The session will be recorded. Pending faculty approval, we will post the recording on this page after the session.
About the talk:
Unconscious bias – a set of attitudes and stereotypes that we are unaware of – is ubiquitous and its effects can be pernicious. Some of these attitudes – regarding race, gender, class, sexual orientation, and other characteristics – may be the opposite of what we consciously believe but can nonetheless affect our behavior. Biases are particularly problematic for those who are required to be impartial, such as mediators, arbitrators, and judges, and also for lawyers and many other professionals who have an ethical duty to act in an unbiased manner. Fortunately, unconscious bias (sometimes called “implicit bias”) is also malleable. In this presentation, David Hoffman and Helen Winter provide a “user’s guide” to peer-reviewed social psychology research on bias-reduction strategies, with suggestions for how this research can be implemented in everyday life. Their conclusions can also be found in their recent Harvard Negotiation Law Review article, which can be found here.
About the speakers:
David A. Hoffman is the John H. Watson, Jr. Lecturer on Law at Harvard Law School, where he teaches three courses: Mediation; Legal Profession: Collaborative Law; and Diversity and Dispute Resolution. He trains mediators with the Program on Negotiation at Harvard Law School. Hoffman is an attorney, mediator, arbitrator, and founding member of Boston Law Collaborative, LLC, where he handles cases involving family, business, employment, and other disputes. He is past chair of the American Bar Association Section of Dispute Resolution.
Hoffman has published three books including Bringing Peace into the Room (with co-editor Daniel Bowling) and more than 100 articles on law and dispute resolution. Prior to founding Boston Law Collaborative in 2003, Hoffman was a litigation partner at the Boston firm Hill & Barlow where he practiced for 17 years.
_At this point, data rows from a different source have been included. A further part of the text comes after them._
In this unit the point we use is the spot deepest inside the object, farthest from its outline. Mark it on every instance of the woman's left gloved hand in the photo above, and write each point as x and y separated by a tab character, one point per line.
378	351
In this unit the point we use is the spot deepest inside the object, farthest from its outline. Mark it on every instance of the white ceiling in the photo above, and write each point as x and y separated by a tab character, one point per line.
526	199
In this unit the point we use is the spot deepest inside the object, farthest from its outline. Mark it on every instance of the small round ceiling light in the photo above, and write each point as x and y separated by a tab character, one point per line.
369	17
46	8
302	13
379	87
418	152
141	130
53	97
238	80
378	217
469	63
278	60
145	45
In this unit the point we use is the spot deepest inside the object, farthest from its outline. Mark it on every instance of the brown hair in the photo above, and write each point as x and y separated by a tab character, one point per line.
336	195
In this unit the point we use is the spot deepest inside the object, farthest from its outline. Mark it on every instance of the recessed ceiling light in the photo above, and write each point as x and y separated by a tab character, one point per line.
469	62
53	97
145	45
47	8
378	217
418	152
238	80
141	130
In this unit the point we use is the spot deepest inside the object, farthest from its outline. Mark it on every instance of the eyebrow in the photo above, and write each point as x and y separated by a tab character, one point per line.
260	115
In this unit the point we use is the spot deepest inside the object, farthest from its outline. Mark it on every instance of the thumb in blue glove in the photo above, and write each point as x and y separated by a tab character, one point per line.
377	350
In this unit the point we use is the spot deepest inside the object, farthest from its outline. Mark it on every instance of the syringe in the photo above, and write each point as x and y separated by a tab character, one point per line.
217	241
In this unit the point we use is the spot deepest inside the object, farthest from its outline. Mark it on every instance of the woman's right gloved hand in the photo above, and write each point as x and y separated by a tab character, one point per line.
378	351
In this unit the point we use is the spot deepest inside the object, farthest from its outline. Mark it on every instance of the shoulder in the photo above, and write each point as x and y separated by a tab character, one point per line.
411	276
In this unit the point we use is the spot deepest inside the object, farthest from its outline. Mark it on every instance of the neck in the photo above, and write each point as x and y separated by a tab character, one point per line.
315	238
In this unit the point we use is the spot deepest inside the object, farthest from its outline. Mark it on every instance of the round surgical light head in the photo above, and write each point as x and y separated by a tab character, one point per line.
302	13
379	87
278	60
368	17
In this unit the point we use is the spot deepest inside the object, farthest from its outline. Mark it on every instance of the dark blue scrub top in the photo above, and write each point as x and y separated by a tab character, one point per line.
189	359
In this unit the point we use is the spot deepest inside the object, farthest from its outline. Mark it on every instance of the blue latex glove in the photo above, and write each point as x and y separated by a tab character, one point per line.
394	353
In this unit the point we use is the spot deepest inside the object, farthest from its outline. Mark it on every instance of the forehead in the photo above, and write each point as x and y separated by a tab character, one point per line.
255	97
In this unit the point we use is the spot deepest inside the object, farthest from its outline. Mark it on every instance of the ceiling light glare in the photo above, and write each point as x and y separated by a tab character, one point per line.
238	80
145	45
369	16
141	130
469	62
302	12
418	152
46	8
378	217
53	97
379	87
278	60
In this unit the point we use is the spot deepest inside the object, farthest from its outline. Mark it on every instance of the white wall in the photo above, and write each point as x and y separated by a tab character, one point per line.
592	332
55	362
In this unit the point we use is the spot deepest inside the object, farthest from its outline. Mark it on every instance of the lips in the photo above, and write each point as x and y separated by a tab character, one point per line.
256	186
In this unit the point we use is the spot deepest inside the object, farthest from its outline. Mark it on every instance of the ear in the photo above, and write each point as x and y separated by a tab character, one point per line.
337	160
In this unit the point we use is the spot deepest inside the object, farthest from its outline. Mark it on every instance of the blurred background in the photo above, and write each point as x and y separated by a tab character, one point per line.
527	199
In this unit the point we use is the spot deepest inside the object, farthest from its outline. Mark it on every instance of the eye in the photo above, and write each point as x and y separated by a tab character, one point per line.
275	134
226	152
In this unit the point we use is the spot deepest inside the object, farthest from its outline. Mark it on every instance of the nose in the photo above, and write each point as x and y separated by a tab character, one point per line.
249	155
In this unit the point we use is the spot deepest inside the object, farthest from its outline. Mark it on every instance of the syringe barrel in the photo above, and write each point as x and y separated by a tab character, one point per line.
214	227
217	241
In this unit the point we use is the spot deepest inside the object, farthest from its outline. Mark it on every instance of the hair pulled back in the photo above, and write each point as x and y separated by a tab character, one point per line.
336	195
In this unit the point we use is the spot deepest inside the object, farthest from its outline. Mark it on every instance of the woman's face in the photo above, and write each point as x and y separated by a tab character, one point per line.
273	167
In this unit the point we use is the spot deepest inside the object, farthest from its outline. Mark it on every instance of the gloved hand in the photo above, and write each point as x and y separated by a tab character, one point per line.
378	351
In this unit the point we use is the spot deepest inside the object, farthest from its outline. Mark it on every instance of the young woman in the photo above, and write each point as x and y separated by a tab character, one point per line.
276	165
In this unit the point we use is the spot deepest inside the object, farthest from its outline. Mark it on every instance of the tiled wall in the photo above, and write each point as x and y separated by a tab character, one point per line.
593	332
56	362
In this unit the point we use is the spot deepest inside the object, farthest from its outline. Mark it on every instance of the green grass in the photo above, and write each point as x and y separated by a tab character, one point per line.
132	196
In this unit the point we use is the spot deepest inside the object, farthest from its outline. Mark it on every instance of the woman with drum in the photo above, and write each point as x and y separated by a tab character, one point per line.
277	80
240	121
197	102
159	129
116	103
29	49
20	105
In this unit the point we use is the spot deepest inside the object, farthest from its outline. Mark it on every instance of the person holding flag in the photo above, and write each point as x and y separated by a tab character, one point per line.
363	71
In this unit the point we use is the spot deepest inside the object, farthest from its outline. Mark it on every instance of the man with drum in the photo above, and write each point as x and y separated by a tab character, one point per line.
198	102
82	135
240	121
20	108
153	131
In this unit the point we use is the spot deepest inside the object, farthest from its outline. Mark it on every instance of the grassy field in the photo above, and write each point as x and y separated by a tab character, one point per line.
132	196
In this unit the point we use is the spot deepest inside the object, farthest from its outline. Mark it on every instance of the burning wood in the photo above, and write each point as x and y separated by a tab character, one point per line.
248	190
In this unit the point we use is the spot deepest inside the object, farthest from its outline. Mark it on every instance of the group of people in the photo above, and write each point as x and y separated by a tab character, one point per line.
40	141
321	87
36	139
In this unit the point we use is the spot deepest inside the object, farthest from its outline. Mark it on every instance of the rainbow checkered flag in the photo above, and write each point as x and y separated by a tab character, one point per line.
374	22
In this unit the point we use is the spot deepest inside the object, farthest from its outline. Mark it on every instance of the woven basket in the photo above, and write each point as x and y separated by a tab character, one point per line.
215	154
Before that he served as a law clerk for Judge Stephen G. Breyer on the U.S. Court of Appeals for the First Circuit.
He has received a number of awards for his work as a mediator, including the Lifetime Achievement Award of the American College of Civil Trial Mediators and the D’Alemberte-Raven Award for service in dispute resolution from the ABA. Hoffman has an A.B. from Princeton University, an M.A. from Cornell University, and a J.D. from Harvard Law School where he was an editor of the Harvard Law Review. His TEDx talk about “Lawyers as Peacemakers” can be found here: https://www.youtube.com/watch?v=JKXv1_Sqe_4. Hoffman lives in a cohousing community in Acton, Massachusetts with his wife, Leslie Warner, who is a career coach. They have five adult children, an adolescent cat, and a rescued golden retriever from Serbia.
Helen Winter is a Graduate Research Fellow at the Program on Negotiation at Harvard Law School. Winter is a mediator and founder of the charitable organization R3SOLUTE based in Berlin. R3SOLUTE empowers refugees and locals to manage and prevent conflicts in their communities through dialogue work and peer mediation.
Winter holds a law degree with a focus on International Public Law from Heidelberg University, and an LL.M. with a specialization in Dispute Resolution from Pepperdine University’s Straus Institute. She is pursuing a Ph.D. at European University Viadrina in Germany.
In her own mediation practice, Winter mostly deals with intercultural disputes. Previously, Winter has worked as a mediator with the Los Angeles Superior Court and as a consultant with On Deck Mediation, where her expertise included anti-discrimination and labor law. Additionally, she has worked with the United Nations Office of the Ombudsman and Mediation Services (UNOMS), addressing systemic issues.